| .. _query-paging: |
| |
| Paging Large Queries |
| ==================== |
| Cassandra 2.0+ offers support for automatic query paging. Starting with |
| version 2.0 of the driver, if :attr:`~.Cluster.protocol_version` is greater than |
| :const:`2` (it is by default), queries returning large result sets will be |
| automatically paged. |
| |
| Controlling the Page Size |
| ------------------------- |
| By default, :attr:`.Session.default_fetch_size` controls how many rows will |
| be fetched per page. This can be overridden per-query by setting |
| :attr:`~.fetch_size` on a :class:`~.Statement`. By default, each page |
| will contain at most 5000 rows. |
| |
| Handling Paged Results |
| ---------------------- |
| Whenever the number of result rows for are query exceed the page size, an |
| instance of :class:`~.PagedResult` will be returned instead of a normal |
| list.

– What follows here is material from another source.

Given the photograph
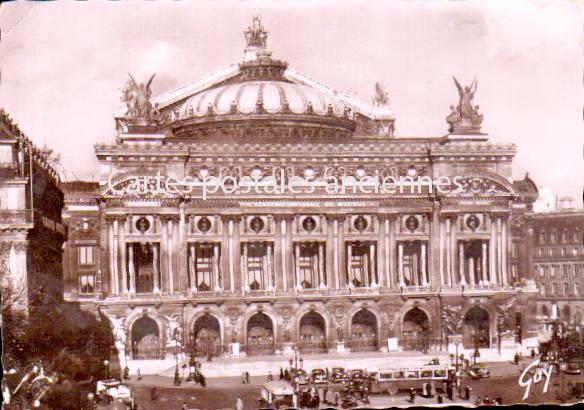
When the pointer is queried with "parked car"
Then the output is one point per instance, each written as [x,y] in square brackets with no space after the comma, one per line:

This class implements the iterator interface, so you can treat |
| it like a normal iterator over rows:: |
| |
| from cassandra.query import SimpleStatement |
| query = "SELECT * FROM users" # users contains 100 rows |
| statement = SimpleStatement(query, fetch_size=10) |
| for user_row in session.execute(statement): |
| process_user(user_row) |
| |
| Whenever there are no more rows in the current page, the next page will |
| be fetched transparently. However, note that it *is* possible for |
| an :class:`Exception` to be raised while fetching the next page, just |
| like you might see on a normal call to ``session.execute()``. |
| |
| If you use :meth:`.Session.execute_async()` along with, |
| :meth:`.ResponseFuture.result()`, the first page will be fetched before |
| :meth:`~.ResponseFuture.result()` returns, but latter pages will be |
| transparently fetched synchronously while iterating the result. |
| |
| Handling Paged Results with Callbacks |
| ------------------------------------- |
| If callbacks are attached to a query that returns a paged result, |
| the callback will be called once per page with a normal list of rows. |
| |
| Use :attr:`.ResponseFuture.has_more_pages` and |
| :meth:`.ResponseFuture.start_fetching_next_page()` to continue fetching |
| pages. For example:: |
| |
| class PagedResultHandler(object): |
| |
| def __init__(self, future): |
| self.error = None |
| self.finished_event = Event() |
| self.future = future |
| self.future.add_callbacks( |
| callback=self.handle_page, |
| errback=self.handle_err) |
| |
| def handle_page(self, rows): |
| for row in rows: |
| process_row(row) |
| |
| if self.future.has_more_pages: |
| self.future.start_fetching_next_page() |
| else: |
| self.finished_event.set() |
| |
| def handle_error(self, exc): |
| self.error = exc |
| self.finished_event.set() |
| |
| future = session.execute_async("SELECT * FROM users") |
| handler = PagedResultHandler(future) |
| handler.finished_event.wait() |
| if handler.error: |
| raise handler.error |
| |
| Resume Paged Results |
| -------------------- |
| |
| You can resume the pagination when executing a new query by using the :attr:`.ResultSet.paging_state`. This can be useful if you want to provide some stateless pagination capabilities to your application (ie. via http). For example:: |
| |
| from cassandra.query import SimpleStatement |
| query = "SELECT * FROM users" |
| statement = SimpleStatement(query, fetch_size=10) |
| results = session.execute(statement) |
| |
| # save the paging_state somewhere and return current results |
| web_session['paging_state'] = results.paging_state |
| |
| |
| # resume the pagination sometime later... |
| statement = SimpleStatement(query, fetch_size=10) |
| ps = web_session['paging_state'] |
| results = session.execute(statement, paging_state=ps) |